Adenosine A2A receptors (A2ARs) are highly concentrated in the striatum. Two pharmacological different functional populations of A2ARs have been recently described based on their different affinities for the A2AR antagonist SCH-442416. This compound has high affinity for A2ARs not forming heteromers or forming heteromers with adenosine A1 receptors (A1Rs) while showing very low affinity for A2ARs forming heteromers with dopamine D2 receptors (D2Rs). It has been widely described that striatal A1R–A2AR heteromers are preferentially localized presynaptically in the glutamatergic terminals that contact GABAergic dynorphinergic neurons, and that A2AR–D2R heteromers are localized postsynaptically in GABAergic enkephalinergic neurons. In the present study we provide evidence suggesting that SCH-442416 also targets postsynaptic A2AR not forming heteromers with D2R, which are involved in the motor depressant effects induced by D2R antagonists. SCH-442416 counteracted motor depression in rats induced by the D2R antagonist raclopride at a dose that did not produce motor activation or that blocked motor depression induced by an A2AR agonist. Furthermore, we re-evaluated the recently suggested key role of cannabinoid CB1 receptors (CB1Rs) in the effects of A2AR antagonists acting at postsynaptic A2ARs. By recording locomotor activity and monitoring striatal glutamate release induced by cortical electrical stimulation in rats after administration of A2AR and CB1R antagonists, we did not find evidence for any significant role of endocannabinoids in the post- or presynaptic effects of A2AR antagonists. The present results further suggest the existence of at least two functionally and pharmacologically different populations of striatal postsynaptic A2ARs.
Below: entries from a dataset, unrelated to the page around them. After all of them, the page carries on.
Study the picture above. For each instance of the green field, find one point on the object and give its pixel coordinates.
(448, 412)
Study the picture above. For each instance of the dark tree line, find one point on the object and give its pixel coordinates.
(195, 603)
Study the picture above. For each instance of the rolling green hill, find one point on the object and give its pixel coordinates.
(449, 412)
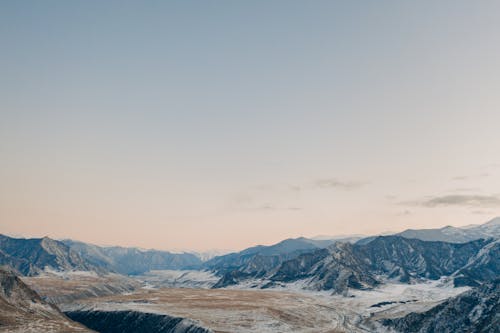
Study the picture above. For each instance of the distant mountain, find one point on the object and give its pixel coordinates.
(259, 260)
(451, 234)
(336, 268)
(344, 265)
(477, 310)
(131, 261)
(22, 309)
(32, 256)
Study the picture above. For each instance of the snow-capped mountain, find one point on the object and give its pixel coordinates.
(477, 310)
(22, 309)
(451, 234)
(130, 260)
(360, 266)
(32, 256)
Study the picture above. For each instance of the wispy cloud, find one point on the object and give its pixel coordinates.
(338, 184)
(462, 200)
(481, 175)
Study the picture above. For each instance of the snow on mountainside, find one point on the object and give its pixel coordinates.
(33, 256)
(451, 234)
(22, 310)
(129, 260)
(477, 310)
(342, 265)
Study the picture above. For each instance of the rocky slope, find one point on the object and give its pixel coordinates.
(451, 234)
(131, 261)
(32, 256)
(22, 310)
(134, 321)
(360, 266)
(477, 310)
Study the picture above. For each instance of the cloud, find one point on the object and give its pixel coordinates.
(481, 175)
(339, 184)
(462, 200)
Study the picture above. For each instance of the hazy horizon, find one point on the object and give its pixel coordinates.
(222, 125)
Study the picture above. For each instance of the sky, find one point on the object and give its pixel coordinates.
(224, 124)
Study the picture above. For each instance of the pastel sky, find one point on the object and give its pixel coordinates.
(225, 124)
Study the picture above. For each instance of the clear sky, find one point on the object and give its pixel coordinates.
(223, 124)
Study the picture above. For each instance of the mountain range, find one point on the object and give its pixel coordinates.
(22, 309)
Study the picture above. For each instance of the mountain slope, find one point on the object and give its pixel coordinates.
(477, 310)
(260, 261)
(451, 234)
(343, 265)
(131, 261)
(22, 310)
(32, 256)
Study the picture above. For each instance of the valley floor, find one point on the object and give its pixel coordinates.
(285, 309)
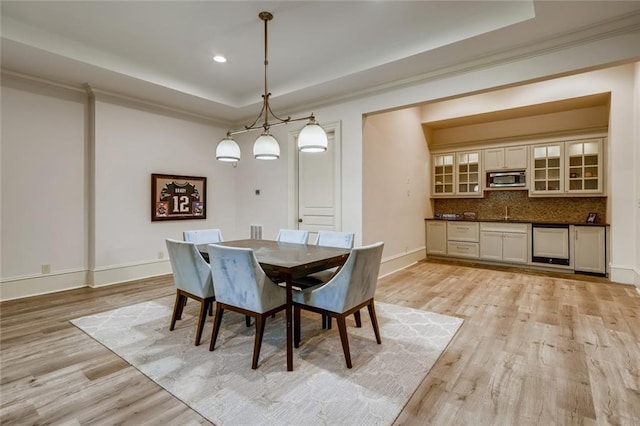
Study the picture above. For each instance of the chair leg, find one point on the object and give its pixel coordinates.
(356, 315)
(177, 309)
(204, 307)
(260, 323)
(374, 321)
(296, 326)
(216, 326)
(342, 327)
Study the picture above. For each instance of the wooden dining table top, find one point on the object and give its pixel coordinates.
(292, 258)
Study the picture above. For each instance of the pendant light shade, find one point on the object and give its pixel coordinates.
(312, 138)
(228, 150)
(266, 148)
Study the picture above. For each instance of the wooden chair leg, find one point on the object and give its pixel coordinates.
(374, 321)
(356, 315)
(260, 323)
(204, 307)
(296, 326)
(216, 326)
(177, 309)
(342, 327)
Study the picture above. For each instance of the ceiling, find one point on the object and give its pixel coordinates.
(319, 52)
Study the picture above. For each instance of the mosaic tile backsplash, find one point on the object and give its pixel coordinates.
(525, 208)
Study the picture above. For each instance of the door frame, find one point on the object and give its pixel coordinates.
(293, 214)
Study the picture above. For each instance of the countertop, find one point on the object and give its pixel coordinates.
(538, 222)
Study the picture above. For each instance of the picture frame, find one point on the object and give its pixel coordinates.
(175, 197)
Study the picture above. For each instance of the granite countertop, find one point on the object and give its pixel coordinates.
(535, 222)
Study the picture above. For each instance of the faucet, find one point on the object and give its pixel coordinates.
(506, 213)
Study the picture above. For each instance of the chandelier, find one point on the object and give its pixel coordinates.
(312, 137)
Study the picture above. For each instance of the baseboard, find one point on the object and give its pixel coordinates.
(395, 263)
(28, 286)
(20, 287)
(625, 275)
(123, 273)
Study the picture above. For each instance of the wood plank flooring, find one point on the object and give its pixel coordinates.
(535, 349)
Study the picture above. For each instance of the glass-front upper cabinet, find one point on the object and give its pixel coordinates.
(443, 182)
(584, 166)
(547, 169)
(468, 173)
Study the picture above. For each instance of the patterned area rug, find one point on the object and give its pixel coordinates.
(222, 387)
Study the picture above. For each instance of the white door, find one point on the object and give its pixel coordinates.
(319, 186)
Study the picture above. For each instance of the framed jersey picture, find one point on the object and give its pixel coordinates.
(178, 197)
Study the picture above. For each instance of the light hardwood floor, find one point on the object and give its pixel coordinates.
(535, 349)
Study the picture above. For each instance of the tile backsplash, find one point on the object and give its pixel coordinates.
(525, 208)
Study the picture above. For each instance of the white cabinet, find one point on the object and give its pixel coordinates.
(504, 242)
(590, 249)
(547, 169)
(468, 173)
(457, 174)
(437, 237)
(463, 239)
(512, 157)
(567, 168)
(584, 166)
(442, 175)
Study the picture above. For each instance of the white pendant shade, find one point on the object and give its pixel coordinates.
(228, 150)
(312, 138)
(266, 148)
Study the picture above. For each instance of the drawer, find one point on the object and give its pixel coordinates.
(463, 249)
(520, 228)
(463, 231)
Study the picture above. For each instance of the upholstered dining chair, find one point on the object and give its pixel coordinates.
(352, 288)
(242, 286)
(326, 239)
(192, 279)
(293, 236)
(203, 236)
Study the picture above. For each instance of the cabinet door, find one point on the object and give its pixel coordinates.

► Adenosine A2A receptors are highly concentrated in the striatum.
► Presynaptic and postsynaptic A2A receptors can be differentiated pharmacologically.
► There are two subpopulations of postsynaptic A2A receptors.
► The two postsynaptic A2A receptors can also be differentiated pharmacologically.
► Endocannabinoids do not mediate locomotion induced by A2A receptor antagonists.